I just decided to give zsh a go against Bash and came across some unhandy behaviour about which I couldn't find anything on the net:
If you do a ls | grep foo
in Bash, the ls
only contains one file per line so that grep
only outputs the matching files. It seems like somewhere (and since I couldn' find anything in the config I think it must be the Bash code itself), the -1
option is passed to ls
.
zsh however doesn't do that magic: If you pass ls
without further options to grep
, it does just that and you also get result's which coincidentally appeared on the same line as a match.
My idea to achieve the Bash behaviour in zsh would have been to detect whether a ls
output will be piped into grep
and define something like an alias for such cases.
But I'm not sure how and if that's possible at all.

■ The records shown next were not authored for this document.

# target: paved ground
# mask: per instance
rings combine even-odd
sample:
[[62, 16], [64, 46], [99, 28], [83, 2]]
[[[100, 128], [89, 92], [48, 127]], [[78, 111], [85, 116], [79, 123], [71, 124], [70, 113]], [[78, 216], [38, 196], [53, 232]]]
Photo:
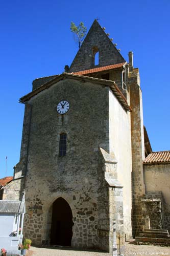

Update: As larsks points out below, Bash doesn't do anything special here and it's really ls
which is supposed to work that way if the output doesn't go to a terminal.
Nevertheless, here's what happens to me:
> ls
a b c d e f g h
bash$ ls | grep b
b
zsh> ls | grep b
a b c d e f g h
I've been able to reproduce that on Ubuntu 11.10 with zsh 4.3.11 and GNU coreutils 8.5 as well as on a Debian Squeeze machine with zsh 4.3.10.
Update 2: While investigating a bit more, I found out that this error only appears when the grml .zshrc is active. There must be something in there which which opens a terminal for the output if it is piped. Does anybody know what to look for?